如果你的应用程序是一直运行的，比如 web 应用，那么可以使用net/http/pprof库，它能够在提供 HTTP 服务进行分析。

如果使用了默认的http.DefaultServeMux（通常是代码直接使用 http.ListenAndServe(“0.0.0.0:8000”, nil)），只需要在你的web server端代码中按如下方式导入net/http/pprof

此方式适合测试一些服务进程的性能，当某场景触发时，通过接口采集性能数据，便于查看程序的动态性能。

如测试调度器在压力测试场景中的性能。采用此监控http方式，详细查看[pprof开启]

安装graphviz

graphviz是将结构信息表示为抽象图和网络图的一种方法。自动图形绘制在软件工程、数据库和网页设计、网络化以及其他许多领域的可视化界面中都有着重要的应用。

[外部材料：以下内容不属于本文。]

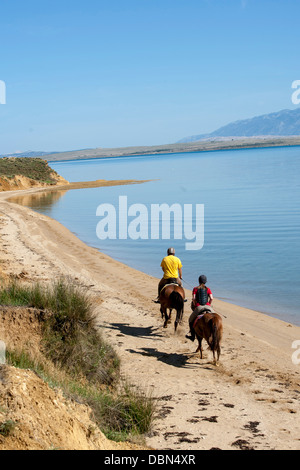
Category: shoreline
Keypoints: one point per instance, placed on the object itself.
(165, 149)
(103, 183)
(256, 382)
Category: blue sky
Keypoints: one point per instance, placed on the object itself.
(140, 72)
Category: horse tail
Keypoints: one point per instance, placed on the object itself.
(178, 304)
(216, 335)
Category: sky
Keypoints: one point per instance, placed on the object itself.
(115, 73)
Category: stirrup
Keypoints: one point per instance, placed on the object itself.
(191, 338)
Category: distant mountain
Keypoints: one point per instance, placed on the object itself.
(28, 154)
(282, 123)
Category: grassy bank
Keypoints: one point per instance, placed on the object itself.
(75, 357)
(33, 168)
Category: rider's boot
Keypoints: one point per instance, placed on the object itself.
(192, 336)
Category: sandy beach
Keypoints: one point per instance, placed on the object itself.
(251, 401)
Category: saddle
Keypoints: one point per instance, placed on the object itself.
(201, 315)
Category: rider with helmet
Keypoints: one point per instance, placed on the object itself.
(172, 268)
(201, 303)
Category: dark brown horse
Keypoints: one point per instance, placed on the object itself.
(209, 327)
(172, 297)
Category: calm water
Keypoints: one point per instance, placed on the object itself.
(251, 252)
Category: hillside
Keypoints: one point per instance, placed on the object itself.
(23, 173)
(281, 123)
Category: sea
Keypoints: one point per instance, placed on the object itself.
(246, 202)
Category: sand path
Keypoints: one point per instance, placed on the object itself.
(250, 402)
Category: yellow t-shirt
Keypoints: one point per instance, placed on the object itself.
(170, 265)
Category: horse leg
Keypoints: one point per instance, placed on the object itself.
(162, 312)
(199, 348)
(166, 318)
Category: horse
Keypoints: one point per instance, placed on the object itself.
(172, 297)
(209, 326)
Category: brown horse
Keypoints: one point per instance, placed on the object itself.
(210, 327)
(172, 297)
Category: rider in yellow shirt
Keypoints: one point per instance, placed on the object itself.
(172, 268)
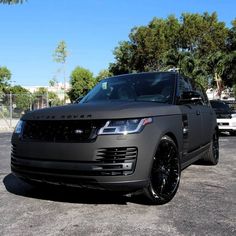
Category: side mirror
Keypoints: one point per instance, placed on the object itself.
(78, 99)
(190, 97)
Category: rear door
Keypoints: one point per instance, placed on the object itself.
(191, 118)
(206, 114)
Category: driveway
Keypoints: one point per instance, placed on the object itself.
(204, 204)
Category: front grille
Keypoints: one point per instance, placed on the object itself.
(117, 154)
(61, 131)
(224, 116)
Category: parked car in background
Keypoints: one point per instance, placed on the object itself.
(131, 133)
(226, 116)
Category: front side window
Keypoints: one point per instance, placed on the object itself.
(146, 87)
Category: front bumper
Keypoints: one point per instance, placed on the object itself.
(76, 164)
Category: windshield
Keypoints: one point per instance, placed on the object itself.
(147, 87)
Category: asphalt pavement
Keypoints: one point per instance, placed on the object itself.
(205, 204)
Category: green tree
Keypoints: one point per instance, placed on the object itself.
(103, 74)
(82, 81)
(60, 55)
(191, 43)
(21, 98)
(5, 76)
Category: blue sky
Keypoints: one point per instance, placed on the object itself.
(29, 33)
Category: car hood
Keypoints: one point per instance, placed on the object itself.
(112, 110)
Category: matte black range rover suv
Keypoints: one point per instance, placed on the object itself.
(131, 132)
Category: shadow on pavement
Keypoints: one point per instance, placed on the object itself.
(66, 194)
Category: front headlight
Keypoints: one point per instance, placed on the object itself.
(127, 126)
(19, 127)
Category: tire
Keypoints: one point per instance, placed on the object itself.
(165, 173)
(212, 155)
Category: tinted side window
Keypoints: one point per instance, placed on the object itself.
(183, 86)
(198, 88)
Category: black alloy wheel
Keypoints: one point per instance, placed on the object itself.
(165, 173)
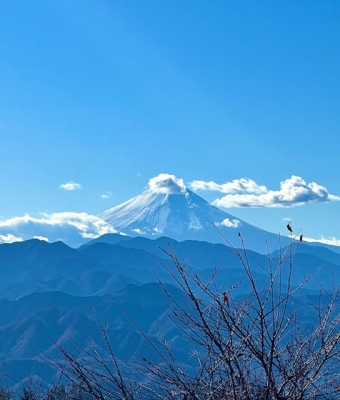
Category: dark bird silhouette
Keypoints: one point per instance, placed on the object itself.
(289, 227)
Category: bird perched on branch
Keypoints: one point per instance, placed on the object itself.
(289, 227)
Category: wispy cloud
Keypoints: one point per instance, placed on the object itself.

graphviz安装完成后，在后面使用pprof生成的测试profile，可以转成svg等格式（如调度图），进行可视化查看

graphviz下载地址

安装命令

 1
 2
 3
 4
 5
 6
 7
 8
 9
10
11
12
13
14
15

# Ubuntu packages*
sudo apt install graphviz

# Fedora project*
sudo yum install graphviz

# Debian packages*
sudo apt install graphviz


# Stable and development rpms for Redhat Enterprise, or CentOS systems* available but are out of date.
sudo yum install graphviz

测试graphviz是否安装成功

1
2
3
4
5
[root@node61 ~]# dot -V
dot - graphviz version 2.47.0 (20210316.0004)
[root@node61 ~]#
[root@node61 ~]#

pprof开启

包pprof以pprof可视化工具所期望的格式通过其HTTP服务器运行时分析数据提供服务。通常，导入包只是为了注册其HTTP处理程序的副作用。所处理的路径都以/DEBUG/pprof/开头。

go语言提供包：

runtime/pprof：采集工具型应用运行数据进行分析
net/http/pprof：采集服务型应用运行时数据进行分析

如何使用pprof

导入pprof包

1
2
// pprof
import _ "net/http/pprof"

这一句导致源码里面实际执行的是:

1
2
3
4
5
6
7
func init() {
    http.HandleFunc("/debug/pprof/", Index)
    http.HandleFunc("/debug/pprof/cmdline", Cmdline)
    http.HandleFunc("/debug/pprof/profile", Profile)
    http.HandleFunc("/debug/pprof/symbol", Symbol)
    http.HandleFunc("/debug/pprof/trace", Trace)
}

上面的url和处理函数都被注册到了http包的DefaultServeMux里面，所以要想使用这些url就必须使用DefaultServeMux来监听某一端口：

如果应用程序尚未运行http服务器，则需要启动该服务器。在导入中添加“net/http”和“log”，并在主函数中添加以下代码：

1
2
3
4
// pprof
go func() {
    log.Println(http.ListenAndServe("localhost:6060", nil))
}()

这里第一个参数可以是本机的任一端口，当第二个参数为nil时就使用http包的DefaultServeMux来监听并处理http请求，或者当程序里面已经有自定义的ServeMux时，可以像上面的init函数那样把pprof的处理函数注册到自定义的ServeMux。

heap profile

1
go tool pprof http://localhost:6060/debug/pprof/heap

30-second CPU profile

1
2
# go tool pprof http://localhost:6060/debug/pprof/profile?seconds=30
go tool pprof http://10.151.11.61:39999/debug/pprof/profile?seconds=30

这个http请求会等seconds参数指定的秒数，这期间读取请求返回的二进制格式内容，我们把返回的内容保存为文件，假设取名为cpu.prof, 这个文件里面包含了程序收到请求后的seconds秒内运行占用CPU的情况。接下来我们通过在命令行输入go tool pprof来查看cpu.prof:

1
go tool pprof cpu.prof

这个命令会进入命令行交互，我们可以输入很多子命令来查看相关信息，最常用的几个子命令是：

1
2
# top N
top 10

该子命令会列出最耗时的N个函数调用，在输入top命令前输入cum或flat可以使得top列出的列表按cum或flat列排序，flat是单个函数自身（不计函数里面调用的其它函数）的耗时，cum是函数从进入到退出总的耗时。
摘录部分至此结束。